Jonathan Schofield has the intelligence and it's good news for a terrible building
We’ve known for a year or two that Government Communications Headquarters (GCHQ) was all set to create hundreds of jobs in Manchester. It’s also been an open secret that Britain’s spy agency is going to be based in Heron House, in Albert Square. GCHQ plan to start moving in staff before the year is out.
A spokesperson (might have) told Confidential: “It’s clear the Christmas Markets need some digital surveillance. We think there might be something sinister hidden in those bratwursts, it’s clearly not food lurking in there.”
Heron House also hosts the greatest pub in Manchester, one which people who like good booze, fine grub and a pleasant environment have never been inside. This is The Slug and Lettuce, which will be renamed The Bug and Encryption. Heron House has also been the location for the Manchester registry office where, in future, people will be able to marry secretly, with only a few Russian wiretappers for witnesses.
The resource we’re talking about is human. Manchester has 100,000 students and a large number of established digital professionals.
Joking aside, this is superb news for the city and the North West. GCHQ will bring 1000 quality jobs into the city centre. Manchester has been chosen because it offers resources for the agency which are much greater in a city centre than in its traditional rural or smaller town settings, such as Cheltenham, Bude and Scarborough.
The resource we’re talking about is human. Here, there are 100,000 students, as well as a well-established and large number of highly skilled digital professionals. MediaCityUK, for example, now contains the largest number of media programmers in Europe. This will fit very well with desire for GCHQ to use ‘cutting edge technology and technical ingenuity to identify and disrupt threats to the UK’.
Speaking about the move to Manchester, a GCHQ chief in The Sunday Times, said: “There is no barbed wire fence here.

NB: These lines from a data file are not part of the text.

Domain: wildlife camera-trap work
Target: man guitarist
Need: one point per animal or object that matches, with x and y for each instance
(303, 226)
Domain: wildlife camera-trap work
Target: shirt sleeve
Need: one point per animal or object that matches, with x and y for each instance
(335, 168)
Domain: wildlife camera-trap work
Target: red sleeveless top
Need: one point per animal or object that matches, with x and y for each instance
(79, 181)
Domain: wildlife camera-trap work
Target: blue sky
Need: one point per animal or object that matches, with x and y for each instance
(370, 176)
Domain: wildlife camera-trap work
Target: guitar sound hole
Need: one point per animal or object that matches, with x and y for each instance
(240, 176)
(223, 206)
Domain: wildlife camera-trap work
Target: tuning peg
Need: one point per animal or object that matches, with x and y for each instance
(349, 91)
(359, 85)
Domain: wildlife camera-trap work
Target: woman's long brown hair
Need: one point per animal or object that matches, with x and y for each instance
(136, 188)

We have announced we are here and our building is here. Top secret intelligence being done in a city centre is a revolutionary thing.”
Heron House, is however, in some respects, a protected space with a castle-like curtain wall around a big courtyard. It began life in the 1980s as a huge drab lump of a thing from a dreadful period in British architecture. This was design created through a desire not to offend but which ultimately caused offence. Architects were stung by criticism of the earlier Brutalist concrete structures of the sixties and early seventies and reacted with this sort of rubbish, supposedly using traditional materials, in this case a weird chocolate orange species of brick.

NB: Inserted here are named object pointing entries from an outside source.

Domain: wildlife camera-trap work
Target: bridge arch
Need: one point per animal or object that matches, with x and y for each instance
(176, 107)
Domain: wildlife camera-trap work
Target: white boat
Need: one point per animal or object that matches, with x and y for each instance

The architects of Heron House were Leach Rhodes Walker and their design was laughably inappropriate as a foil for Manchester’s glorious neo-Gothic Town Hall directly opposite. The recent conversion work for GCHQ by 5Plus Architects has improved Heron House, lightened its bulkiness somewhat, but much of that brickwork still remains.
The good news is the building now has a significant and long-term tenant bringing loads of quality jobs. One last thing, GCHQ was established in 1919 to work alongside MI5 and MI6 to use intelligence to thwart threats to the UK. It used to be based at Bletchley Park. This creates a nice link with all the Alan Turing memorials in Manchester, as Turing was instrumental in cracking the code of the German Enigma machine at Bletchley Park during WWII.
It should be noted as well, that there is an existing city centre office in the UK in London, albeit much much smaller than the Manchester GCHQ centre. This was established in 2017 and is an off-shoot of GCHQ, called the National Cyber Security Centre.